Sağlıklı bağlar kurmanın yolları
Aslında insanoğlu için bağ kurma becerisi doğrudan hayatta kalmakla ilişkili olduğu için doğuştan gelen bir beceridir. Ama bu beceri yaşam deneyimleriyle biçimlenebilir. Bağ kurmayı destekleyen ve besleyen bir çevre yoksa bağ kurma becerisi körelebilir. Toksik ilişkilerin varlığında bağ kurmak bağımlı ilişkiler kurmaya dönüşebilir. Sağlıklı bağlar ne kayıtsız bir bağsızlık ne de sınırları silen bir bağımlılıktır — ikisi arasındaki psikolojik esnekliktir.
Sağlıklı bağlar kurmak için kişinin öncelikle kendi benliği ile güvenli bir bağ kurabilmesi gerekir. Başkalarıyla kurduğumuz ilişkilerin prototipi kendimizle kurduğumuz ilişkidir. Kendine şefkat gösterebilen, duygularını yargılamadan fark edebilen birey, ilişkilerinde de şefkatli ve yargılayıcı olmayan bir tutum gösterme eğilimindedir. Yani karşımızdakinin bizi onaylamasına ihtiyaç duymadan da sevilebilir olduğumuzu hissedebilmek, sağlıklı bağların ilk adımıdır.
Kişinin bir ilişkide kendini güvende ve rahat hissettiği alanı kişisel sınırları belirler. Sağlıklı bağlar kurmak için kişinin ilişkilerdeki sınırlarını net olarak koyması ve koruması gereklidir. Çok katı, duvar yüksekliğinde sınırlar kopuk ilişkilere ve nihayetinde bağsızlığa yol açabilir. Toksik bağlarda ise çoğunlukla fazla geçirgen sınırlar hatta sınırsızlık söz konusudur. Sağlıklı sınırlar koymak için kişinin sınır koyma konusundaki korkularını anlaması ve gidermesi, net ve açık bir iletişimle istek ve ihtiyaçlarını öteki kişiye iletmesi ve gerekirse bu sınırı tekrar tekrar koyması gereklidir. Bu konudaki daha ayrıntılı önerilerimi Fikir Turu sitesinde daha önce yayınlanan “Kişisel sınırlarımız: Nerede başlayıp nerede bitiyoruz” başlıklı yazımda bulabilirsiniz 5.
Dijitalleşmenin getirdiği bağsızlık etkisinden kurtulmak için ekransız zamanlar yaratmak, çevrim dışı ilişkiler kurup yüz yüze paylaşımlar yapmak önemlidir. Bu açıdan körelen becerileri geri kazanmak için yemek yemek, yürüyüş yapmak, kahve molası vermek gibi basit gündelik ritüelleri başkalarıyla paylaşmakla başlayıp giderek daha karmaşık sosyal ortamlara katılmak denenebilir.
Toksik bağlardan kurtulmak için kişinin içinde bulunduğu döngüyü fark etmesi, bu döngünün gerektirdiği kalıplaşmış davranışın dışına çıkarak yeni ve farklı davranışlarda bulunması gereklidir. Kurulacak yeni ve sağlıklı bağlar, eski ve toksik bağların kişinin yaşamı üzerindeki etkisini azaltacaktır.

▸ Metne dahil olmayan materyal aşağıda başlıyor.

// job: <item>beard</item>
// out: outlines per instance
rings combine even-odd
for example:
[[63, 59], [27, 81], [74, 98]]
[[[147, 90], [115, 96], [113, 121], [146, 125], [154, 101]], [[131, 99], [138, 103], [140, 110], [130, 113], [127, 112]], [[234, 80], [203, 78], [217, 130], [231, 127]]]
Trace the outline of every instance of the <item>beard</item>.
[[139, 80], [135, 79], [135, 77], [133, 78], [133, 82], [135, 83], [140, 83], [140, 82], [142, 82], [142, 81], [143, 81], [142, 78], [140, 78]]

Sağlıklı bağ ne kusursuz uyum ne de sürekli huzur demektir. Asıl sağlıklılık, anlaşmazlık anlarında bile bağın korunabilmesidir. Birbirini dönüştürmeye çalışmadan, karşılıklı olarak ruhların birbirini görmesine ve görülmesine alan açarak var olabilmek hem psikolojik olgunluğun bir göstergesi hem de insan olmanın en keyifli deneyimlerinden biridir.
Kaynaklar ve okuma önerileri:
(1) https://cm.asiae.co.kr/en/article/2023040117322310618?utm_source=chatgpt.com
(2) John Bowlby. Attachment and Loss. Pimlico, 1997.
(3) Haruki Murakami. 1Q84. Doğan Kitap, 2009.